Before we get ahead of ourselves, let’s establish a shared definition. In statistics, an interaction is defined as “…a situation in which the simultaneous influence of two variables on a third is not additive.”¹
In the context of digital experimentation, we can see interaction effects when multiple experiments target the same users. The combination of experiment variations may alter their behaviors in surprising ways that we couldn’t anticipate just from looking at results for each experiment independently.
Consider an example of two A/B tests on a single Shop Now button. One test modifies button text, and the other modifies button color. You configure these tests to be mutually-exclusive, which means that users who participate in one test cannot be targeted by the other.

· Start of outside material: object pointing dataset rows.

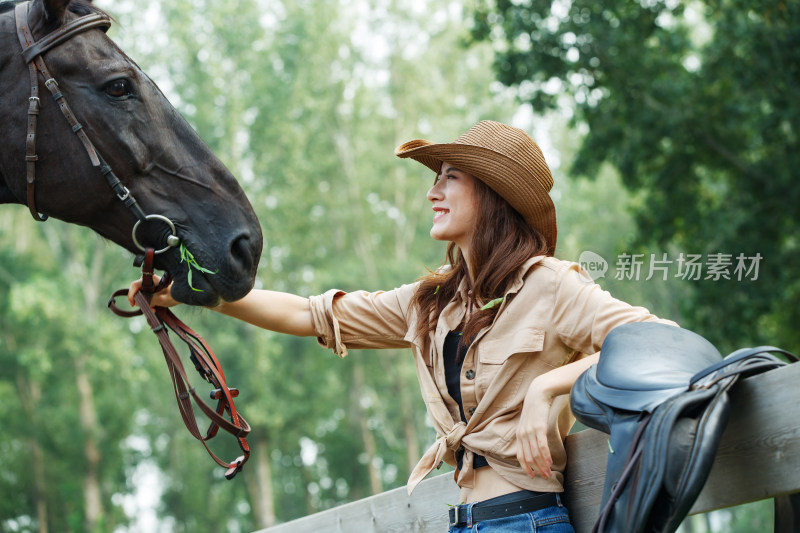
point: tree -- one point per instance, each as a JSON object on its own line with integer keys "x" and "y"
{"x": 693, "y": 104}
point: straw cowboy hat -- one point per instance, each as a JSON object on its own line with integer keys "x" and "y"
{"x": 504, "y": 158}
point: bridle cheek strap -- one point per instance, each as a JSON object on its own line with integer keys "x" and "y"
{"x": 32, "y": 54}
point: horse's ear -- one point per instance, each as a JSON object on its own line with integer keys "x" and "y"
{"x": 50, "y": 12}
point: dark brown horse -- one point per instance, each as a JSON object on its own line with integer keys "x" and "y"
{"x": 143, "y": 162}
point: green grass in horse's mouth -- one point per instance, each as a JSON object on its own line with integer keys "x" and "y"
{"x": 187, "y": 256}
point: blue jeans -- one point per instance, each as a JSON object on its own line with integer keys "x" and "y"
{"x": 549, "y": 520}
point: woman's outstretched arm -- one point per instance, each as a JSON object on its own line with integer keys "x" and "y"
{"x": 276, "y": 311}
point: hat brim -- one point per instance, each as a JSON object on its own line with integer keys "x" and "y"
{"x": 506, "y": 177}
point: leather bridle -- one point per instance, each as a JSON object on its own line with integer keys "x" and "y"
{"x": 32, "y": 51}
{"x": 159, "y": 318}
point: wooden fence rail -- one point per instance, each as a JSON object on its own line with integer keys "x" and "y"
{"x": 758, "y": 458}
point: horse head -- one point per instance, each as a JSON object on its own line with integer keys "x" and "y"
{"x": 137, "y": 137}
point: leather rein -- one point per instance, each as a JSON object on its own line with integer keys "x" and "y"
{"x": 160, "y": 319}
{"x": 205, "y": 362}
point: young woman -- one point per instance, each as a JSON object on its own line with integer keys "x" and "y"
{"x": 499, "y": 333}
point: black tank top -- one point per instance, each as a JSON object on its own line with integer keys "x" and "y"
{"x": 452, "y": 377}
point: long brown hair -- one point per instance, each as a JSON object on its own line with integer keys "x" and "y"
{"x": 501, "y": 243}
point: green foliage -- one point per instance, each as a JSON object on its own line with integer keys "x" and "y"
{"x": 693, "y": 104}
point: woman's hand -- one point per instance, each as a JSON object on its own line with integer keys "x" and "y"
{"x": 162, "y": 298}
{"x": 533, "y": 452}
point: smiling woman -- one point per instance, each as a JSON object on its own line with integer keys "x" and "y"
{"x": 499, "y": 333}
{"x": 146, "y": 167}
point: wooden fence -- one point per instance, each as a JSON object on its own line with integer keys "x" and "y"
{"x": 758, "y": 458}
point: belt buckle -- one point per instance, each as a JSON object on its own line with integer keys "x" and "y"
{"x": 455, "y": 519}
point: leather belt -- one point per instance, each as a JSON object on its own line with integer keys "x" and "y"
{"x": 459, "y": 514}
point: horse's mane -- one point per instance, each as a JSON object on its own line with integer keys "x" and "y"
{"x": 79, "y": 7}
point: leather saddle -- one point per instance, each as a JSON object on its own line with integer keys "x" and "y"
{"x": 661, "y": 393}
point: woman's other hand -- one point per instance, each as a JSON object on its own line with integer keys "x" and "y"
{"x": 533, "y": 453}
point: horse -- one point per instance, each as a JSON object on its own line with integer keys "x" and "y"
{"x": 149, "y": 181}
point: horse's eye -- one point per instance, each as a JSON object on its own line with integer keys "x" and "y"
{"x": 118, "y": 89}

After both tests have reached significance, you find that users who saw the “Discover” text variation clicked the button 2% more frequently, and users who saw the red color variation clicked the button 5% more frequently. You might assume that if you deploy the winning variations for both experiments, you will see an overall improvement of 7%. Because you are a careful experimenter, you decide to validate your assumption by testing the winning combination directly.
To your surprise, you find that visitors who are exposed to the combination of winning variations click the button 10% more frequently. Where is the “extra” 3% lift coming from? The answer is that you are seeing an interaction effect, where the performance of the combination of text and color is better than simply adding together the lift of both winning variations would lead you to believe.
Congratulations, you’ve just discovered a positive interaction effect!